- Published on
Operating GitHub Actions ARC: Ephemeral Runners, Scale Sets, and Security Boundaries
- Authors

- Name
- Youngju Kim
- @fjvbn20031
- Introduction
- Why ephemeral runners are usually the safer default
- Split scale sets by workload and trust boundary
- Security depends on the surrounding boundaries
- Image strategy is a balance between speed and cleanliness
- Apply least privilege to networking and secrets
- Signals to monitor in production
- Operational checklist
- Common anti-patterns
- Closing thoughts
- References

Introduction
At team scale, self-hosted GitHub Actions runners stop being only a cost discussion. They become an execution-isolation and security-boundary discussion. Once you run GitHub Actions Runner Controller, or ARC, on Kubernetes, the important questions change.
- Should runners be long-lived or ephemeral
- How should scale sets be separated by workload or trust boundary
- How should images, caches, secrets, and network access be isolated
This guide stays close to GitHub's official ARC documentation and focuses on operational decisions rather than installation alone.
Why ephemeral runners are usually the safer default
Long-lived runners are easy to start with, but state accumulates over time.
- files from previous jobs can remain
- tool versions can drift
- contamination or compromise can persist longer than expected
Ephemeral runners improve the default security and reproducibility posture because they are discarded after a short lifecycle.
Benefits:
- stronger job-to-job isolation
- cleaner image-based standardization
- less risk of carrying polluted state into later jobs
They do increase operational discipline requirements, but for most serious environments they are the safer baseline.
Split scale sets by workload and trust boundary
One of the most common ARC design mistakes is putting every repository and workload behind a single giant scale set. That makes scheduling feel simple but weakens security and priority control.
Use boundaries like these instead:
- untrusted versus trusted code paths
- build versus deploy workloads
- different network-access needs
Example:
| Scale set | Purpose | Why separate it |
|---|---|---|
public-ci | validation for external contributor PRs | isolates untrusted code |
internal-build | internal builds and tests | allows controlled package and cache access |
deploy-ops | deployment and operations workflows | needs stronger credential and approval boundaries |
Security depends on the surrounding boundaries
Runner security is not only about patching the runner image. It depends on the whole execution perimeter.
Critical boundaries to review:
- which secrets the job can access
- Kubernetes service account permissions
- image provenance and update path
- outbound network policy
- cache and artifact storage separation
The most dangerous pattern is letting untrusted pull request workloads share a boundary with deployment credentials.
Image strategy is a balance between speed and cleanliness
With ephemeral runners, image design matters more.
If the image is too empty, every job pays heavy install time.
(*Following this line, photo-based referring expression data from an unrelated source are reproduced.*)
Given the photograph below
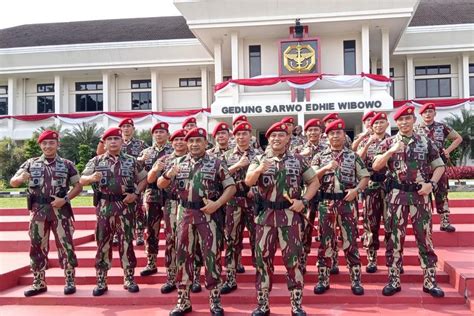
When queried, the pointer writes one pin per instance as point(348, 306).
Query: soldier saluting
point(49, 178)
point(409, 159)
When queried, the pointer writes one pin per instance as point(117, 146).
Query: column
point(410, 78)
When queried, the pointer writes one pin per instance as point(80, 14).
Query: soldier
point(343, 176)
point(409, 158)
point(203, 186)
point(279, 217)
point(374, 196)
point(49, 178)
point(171, 208)
point(154, 197)
point(117, 180)
point(239, 210)
point(438, 133)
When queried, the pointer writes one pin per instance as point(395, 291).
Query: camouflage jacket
point(286, 176)
point(47, 178)
point(410, 166)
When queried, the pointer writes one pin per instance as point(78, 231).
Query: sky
point(19, 12)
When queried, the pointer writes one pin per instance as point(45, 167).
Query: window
point(189, 82)
point(349, 58)
point(255, 61)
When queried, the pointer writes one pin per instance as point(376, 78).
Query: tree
point(463, 125)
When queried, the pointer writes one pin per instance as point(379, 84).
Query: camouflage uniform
point(239, 214)
point(407, 168)
point(333, 209)
point(50, 177)
point(154, 201)
point(276, 224)
point(119, 175)
point(438, 133)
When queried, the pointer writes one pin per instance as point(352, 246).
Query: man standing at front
point(203, 186)
point(410, 159)
point(279, 217)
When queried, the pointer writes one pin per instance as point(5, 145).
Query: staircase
point(455, 275)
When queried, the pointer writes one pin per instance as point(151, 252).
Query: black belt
point(276, 205)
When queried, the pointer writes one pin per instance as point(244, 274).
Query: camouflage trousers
point(154, 214)
point(190, 236)
point(237, 218)
point(39, 231)
point(375, 208)
point(289, 239)
point(341, 212)
point(107, 225)
point(397, 220)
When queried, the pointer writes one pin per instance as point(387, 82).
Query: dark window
point(141, 100)
point(255, 61)
point(3, 106)
point(89, 86)
point(89, 102)
point(190, 82)
point(141, 84)
point(349, 58)
point(433, 88)
point(45, 104)
point(45, 87)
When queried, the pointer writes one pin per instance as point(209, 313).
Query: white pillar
point(218, 62)
point(410, 78)
point(58, 94)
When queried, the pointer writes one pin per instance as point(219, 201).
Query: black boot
point(39, 284)
point(429, 283)
point(393, 285)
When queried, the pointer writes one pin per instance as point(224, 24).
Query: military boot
point(230, 284)
point(393, 285)
point(296, 298)
point(196, 286)
point(356, 283)
point(323, 281)
point(445, 224)
point(69, 275)
point(263, 306)
point(429, 283)
point(215, 305)
point(170, 284)
point(372, 261)
point(101, 287)
point(39, 284)
point(150, 266)
point(129, 281)
point(184, 303)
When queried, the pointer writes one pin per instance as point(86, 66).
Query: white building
point(158, 68)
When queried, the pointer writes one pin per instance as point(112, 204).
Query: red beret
point(113, 131)
point(244, 126)
point(378, 116)
point(126, 121)
point(189, 120)
point(220, 127)
point(332, 116)
point(288, 120)
point(406, 109)
point(160, 125)
point(337, 124)
point(48, 135)
point(178, 133)
point(240, 118)
point(427, 106)
point(196, 132)
point(368, 115)
point(277, 127)
point(312, 123)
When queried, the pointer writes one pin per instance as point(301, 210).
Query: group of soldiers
point(208, 196)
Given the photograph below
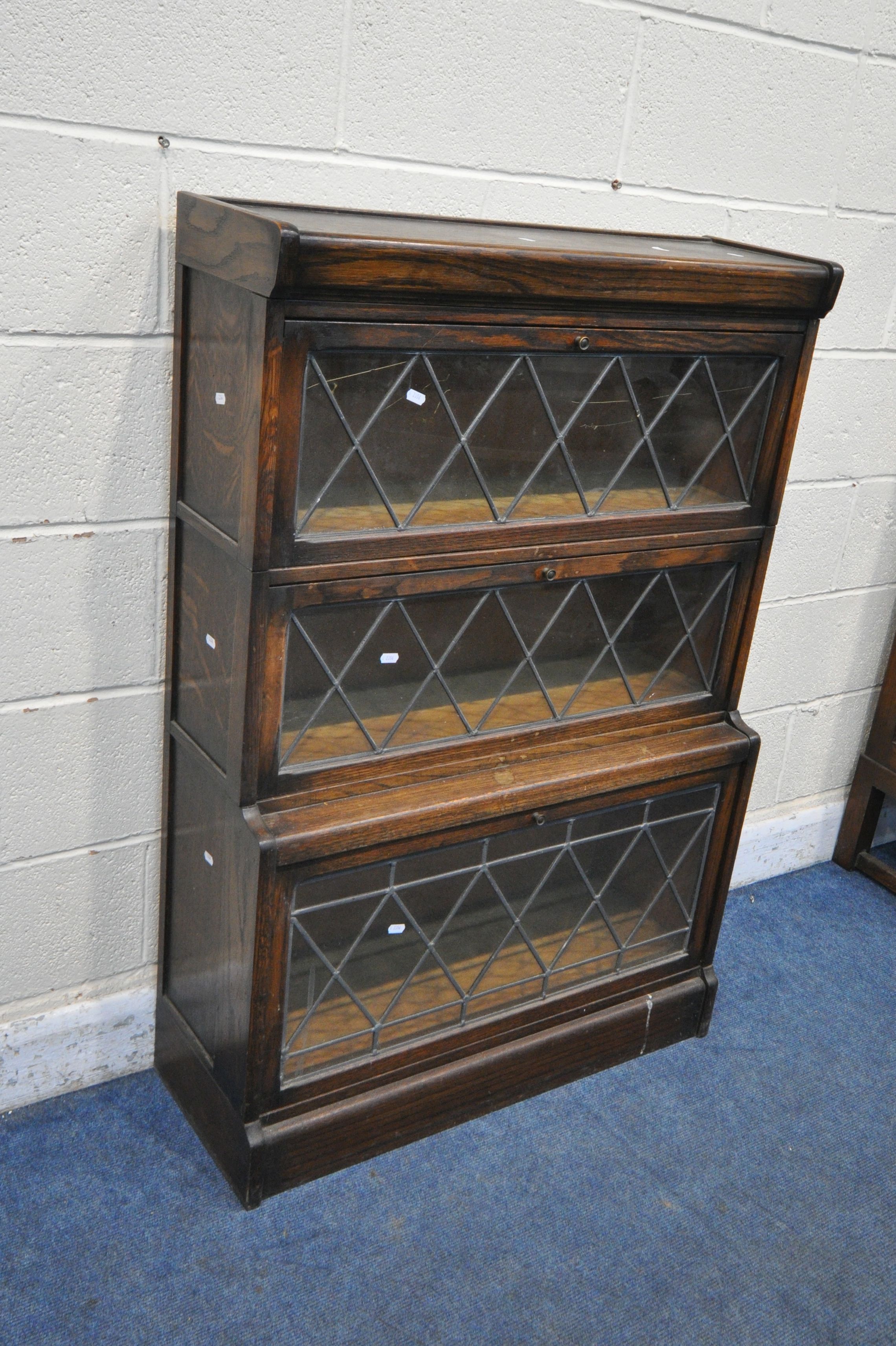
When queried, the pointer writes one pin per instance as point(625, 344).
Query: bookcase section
point(470, 531)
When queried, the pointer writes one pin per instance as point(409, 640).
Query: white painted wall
point(771, 121)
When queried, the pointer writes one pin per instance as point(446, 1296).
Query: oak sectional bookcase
point(469, 532)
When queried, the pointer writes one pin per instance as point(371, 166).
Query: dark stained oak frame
point(875, 780)
point(257, 287)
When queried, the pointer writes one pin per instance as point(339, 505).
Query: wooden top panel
point(302, 251)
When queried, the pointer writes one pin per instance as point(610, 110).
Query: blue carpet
point(730, 1192)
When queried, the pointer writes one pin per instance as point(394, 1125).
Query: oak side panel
point(213, 879)
point(209, 641)
point(225, 356)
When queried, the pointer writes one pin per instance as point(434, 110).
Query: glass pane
point(434, 439)
point(399, 951)
point(366, 677)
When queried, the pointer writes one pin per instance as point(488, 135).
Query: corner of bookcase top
point(231, 243)
point(280, 251)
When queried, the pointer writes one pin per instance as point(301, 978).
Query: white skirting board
point(76, 1045)
point(95, 1040)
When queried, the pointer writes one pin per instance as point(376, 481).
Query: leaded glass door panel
point(399, 951)
point(364, 679)
point(419, 438)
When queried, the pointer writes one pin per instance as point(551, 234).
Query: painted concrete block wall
point(773, 121)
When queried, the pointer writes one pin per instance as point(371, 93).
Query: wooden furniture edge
point(228, 239)
point(263, 1158)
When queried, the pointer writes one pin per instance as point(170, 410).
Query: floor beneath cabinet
point(733, 1190)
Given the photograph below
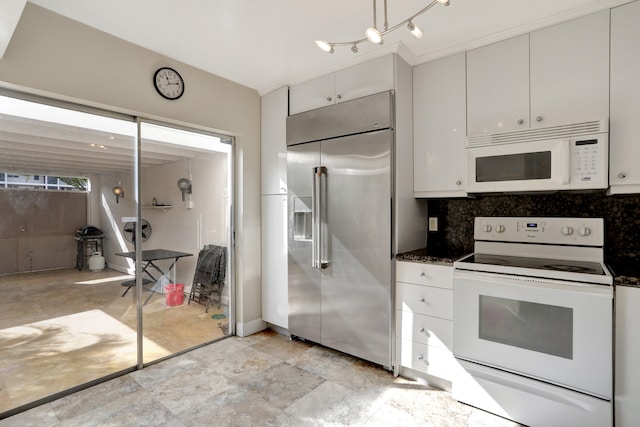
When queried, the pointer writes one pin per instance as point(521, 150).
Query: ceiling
point(45, 140)
point(265, 44)
point(235, 38)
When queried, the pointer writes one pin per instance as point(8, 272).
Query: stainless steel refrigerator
point(340, 190)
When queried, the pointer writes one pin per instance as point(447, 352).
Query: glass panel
point(538, 327)
point(514, 167)
point(63, 320)
point(185, 193)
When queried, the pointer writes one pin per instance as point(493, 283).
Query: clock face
point(168, 83)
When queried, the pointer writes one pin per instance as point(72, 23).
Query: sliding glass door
point(115, 246)
point(186, 209)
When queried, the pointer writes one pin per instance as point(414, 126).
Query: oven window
point(514, 167)
point(538, 327)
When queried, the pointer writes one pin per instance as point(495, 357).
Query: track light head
point(324, 46)
point(373, 35)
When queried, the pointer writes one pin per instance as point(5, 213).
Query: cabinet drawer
point(428, 359)
point(425, 300)
point(426, 330)
point(440, 276)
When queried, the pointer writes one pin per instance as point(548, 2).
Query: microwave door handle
point(566, 161)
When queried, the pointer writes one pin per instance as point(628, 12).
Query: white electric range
point(533, 321)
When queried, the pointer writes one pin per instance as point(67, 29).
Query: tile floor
point(262, 380)
point(63, 328)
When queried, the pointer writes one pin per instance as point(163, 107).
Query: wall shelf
point(163, 207)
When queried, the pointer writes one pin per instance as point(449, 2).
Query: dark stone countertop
point(421, 255)
point(625, 277)
point(626, 274)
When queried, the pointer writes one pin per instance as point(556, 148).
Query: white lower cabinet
point(627, 379)
point(424, 322)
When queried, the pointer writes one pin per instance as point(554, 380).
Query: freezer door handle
point(318, 257)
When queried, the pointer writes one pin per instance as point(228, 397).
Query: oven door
point(554, 331)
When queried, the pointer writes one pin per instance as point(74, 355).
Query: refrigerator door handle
point(317, 219)
point(322, 217)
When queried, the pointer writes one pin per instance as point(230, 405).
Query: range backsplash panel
point(621, 215)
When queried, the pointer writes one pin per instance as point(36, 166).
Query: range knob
point(567, 231)
point(584, 231)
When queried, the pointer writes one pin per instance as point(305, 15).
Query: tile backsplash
point(621, 215)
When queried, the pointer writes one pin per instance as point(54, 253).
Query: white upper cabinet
point(498, 87)
point(624, 129)
point(439, 128)
point(570, 72)
point(557, 75)
point(376, 75)
point(275, 106)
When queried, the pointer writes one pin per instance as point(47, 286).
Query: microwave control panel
point(589, 161)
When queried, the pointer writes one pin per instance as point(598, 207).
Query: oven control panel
point(570, 231)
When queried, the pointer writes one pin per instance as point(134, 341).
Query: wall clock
point(168, 82)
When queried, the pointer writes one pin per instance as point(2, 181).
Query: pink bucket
point(175, 294)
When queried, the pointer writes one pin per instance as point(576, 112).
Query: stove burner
point(570, 268)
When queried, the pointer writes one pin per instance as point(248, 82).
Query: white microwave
point(571, 163)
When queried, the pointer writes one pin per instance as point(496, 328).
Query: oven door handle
point(531, 282)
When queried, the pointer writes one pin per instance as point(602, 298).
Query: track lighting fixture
point(118, 192)
point(375, 35)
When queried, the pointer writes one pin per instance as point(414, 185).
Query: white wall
point(55, 56)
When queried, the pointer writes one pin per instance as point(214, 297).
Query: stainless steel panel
point(356, 285)
point(304, 279)
point(364, 114)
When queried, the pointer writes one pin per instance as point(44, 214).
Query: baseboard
point(244, 329)
point(120, 269)
point(278, 329)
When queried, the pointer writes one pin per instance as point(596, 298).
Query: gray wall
point(37, 229)
point(54, 56)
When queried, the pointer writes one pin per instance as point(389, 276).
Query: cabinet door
point(274, 260)
point(498, 87)
point(365, 79)
point(627, 391)
point(624, 133)
point(275, 106)
point(570, 71)
point(312, 94)
point(439, 128)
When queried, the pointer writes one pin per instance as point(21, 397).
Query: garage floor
point(63, 328)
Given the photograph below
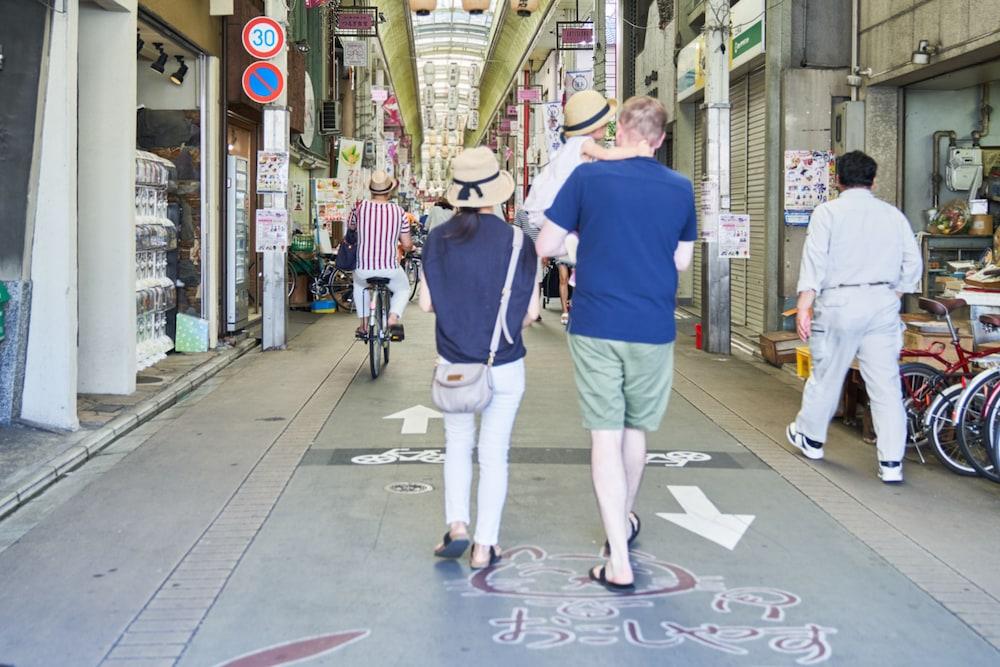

If the image is too large, image pull time dominates startup.
A practical compromise:
- put language runtimes and common build tools in the base image
- restore project-specific dependencies through caches or workflow steps
- version runner images clearly and track their rollout history
Apply least privilege to networking and secrets
ARC runners often become far more privileged than teams realize. Recommended practices:
- separate egress policy per scale set
- expose cloud credentials only to deployment-oriented runners
- keep basic test runners at the lowest practical privilege
- prefer GitHub OIDC over long-lived cloud secrets where possible
Signals to monitor in production
Watch at least these:
- job queue wait time
- runner creation latency
- Pod scheduling failures
- image pull time
- cleanup behavior after failed jobs
- scale-out and scale-in delay
Operational checklist
- Untrusted and privileged workloads are separated.
- Ephemeral runners are the default pattern.
- Runner image versions are traceable.
- Scale sets have distinct network policy boundaries.
- OIDC or minimum-privilege secret strategy is documented.
Common anti-patterns
One runner group for every repository
This simplifies administration on paper but weakens security and priority control.
Long-lived runners with a lot of local state
The apparent speed gain is often purchased with drift and contamination risk.
Sharing deployment credentials with external PR validation
This is one of the highest-risk runner designs you can choose.
Closing thoughts
The core ARC challenge is not how to launch runners on Kubernetes. It is how to decide which jobs should run inside which trust boundary. Ephemeral runners, separate scale sets, and minimum-privilege network and secret policies are the center of that model.